Tidak hanya likuiditas yang terjaga, aspek pencadangan BRI juga terus mengalami perbaikan pada tahun ini. Hal ini tercermin dari Hal ini tercermin dari Loan at Risk (LaR) Coverage yang melesat dari posisi 20,63% pada semester I-2020 menjadi 30,96% pada semester I-2021.

Capaian itu melebihi nilai LaR perseroan yang berada di level 27,29%. Selain itu, kesiapsiagaan BRI juga bisa ditinjau dari (non performing loan/NPL) coverage yang menembus 258,41% atau tertinggi di Industri perbankan saat ini.

Adapun Capital adequacy ratio (CAR) atau rasio kecukupan modal BRI per akhir Juni 2021 berada di level 19,98% atau dua kali lipat lebih tinggi dari batas bawah yang ditetapkan Bank Indonesia (BI) sebesar 8%.

“Penurunan biaya dana tentu diharapkan akan berdampak terhadap credit cost masing masing entitas, baik Pegadaian maupun PNM,” papar Aestika.

Kendati demikian, kinerja dari PNM dan Pegadaian masih belum bisa tancap gas pasca holding Ultra Mikro resmi terbentuk. Pasalnya, dua entitas anyar ini belum mengantongi izin penghimpunan dana dari Otoritas Jasa Keuangan (OJK).

“Saat ini PNM dan Pegadaian tidak bisa melakukan aktivitas penghimpunan dana dari masyarakat. oleh karenanya, masing masing entitas akan fokus pada bisnisnya masing-masing,” ujar Aestika.

Sementara ini, dukungan BRI terhadap dua entitas ini masih sebatas bantuan pendanaan. Sumber dana yang dikucurkan BRI kepada dua entitas ini berasal dari transaksi micropayment.

Ditelisik lebih jauh, sumber dana ini secara praktis berasal dari pendapatan berbasis komisi atau fee based and operating income. Pada semester I-2021, pos pendapatan ini mencatatkan kinerja positif.

Pasalnya, fee based and operating income mampu mengalami peningkatan 18,9% yoy dari Rp13,71 triliun pada semester I-2020 menjadi Rp16,30 triliun pada semester I-2021.

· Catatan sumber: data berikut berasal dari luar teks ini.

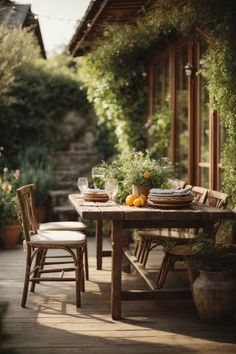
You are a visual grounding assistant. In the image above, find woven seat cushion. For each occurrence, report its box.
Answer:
[31,230,86,247]
[39,221,86,231]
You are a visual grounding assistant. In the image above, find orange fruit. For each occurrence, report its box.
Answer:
[125,194,138,206]
[140,194,147,204]
[139,196,145,206]
[133,197,144,207]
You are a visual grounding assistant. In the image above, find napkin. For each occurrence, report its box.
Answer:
[149,188,193,196]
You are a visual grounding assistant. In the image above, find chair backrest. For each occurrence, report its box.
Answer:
[16,184,38,242]
[192,186,208,204]
[178,180,187,189]
[206,189,229,236]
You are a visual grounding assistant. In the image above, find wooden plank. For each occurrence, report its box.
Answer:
[0,241,236,354]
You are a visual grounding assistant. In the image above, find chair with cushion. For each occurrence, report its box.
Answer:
[17,184,87,307]
[135,185,207,267]
[29,184,89,280]
[157,190,228,288]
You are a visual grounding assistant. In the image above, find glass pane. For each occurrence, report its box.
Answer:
[200,77,210,162]
[200,167,209,188]
[151,57,172,159]
[219,119,226,163]
[199,40,210,187]
[176,45,188,180]
[154,64,162,112]
[164,58,170,108]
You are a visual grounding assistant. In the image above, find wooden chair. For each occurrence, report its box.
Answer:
[28,183,89,280]
[17,184,87,307]
[135,185,207,267]
[157,190,228,288]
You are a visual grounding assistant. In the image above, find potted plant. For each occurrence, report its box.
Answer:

Pos pendapatan ini masih ditopang oleh lini fees and commissions yang sebesar Rp7,43 triliun. Lalu, recovery income Rp2,8 triliun, treasury income Rp1,3 triliun, dan lainnya Rp2,08 triliun.

Dengan sumber dana yang mumpuni ini, Aestika optimistis BRI bisa menopang dua entitas barunya tersebut. Kendati demikian, BRI masih memiliki pekerjaan besar untuk membenahi kualitas kreditnya.

NPL gross BRI tercatat terus menanjak selama dua setengah tahun ini. Pada 2019, NPL gross BRI masih di level 2,62%, lalu terus meningkat jadi 2,94% pada 2020 dan menyentuh 3,27% pada semester I-2021.

Analisis Pasar Modal sekaligus Ekonom LBP Institute Lucky Bayu Purnomo menyebut masalah ini yang bisa menjadi batu sandungan BRI pasa menjadi induk holding BUMN Ultra Mikro.

“Di tengah situasi ini, pertanyaannya apakah BRI ke depannya bisa menjaga kinerja dari entitas anaknya sekaligus kualitas aset dari BRI secara bank only itu sendiri,” papar Lucky saat dihubungi TrenAsia.com belum lama ini.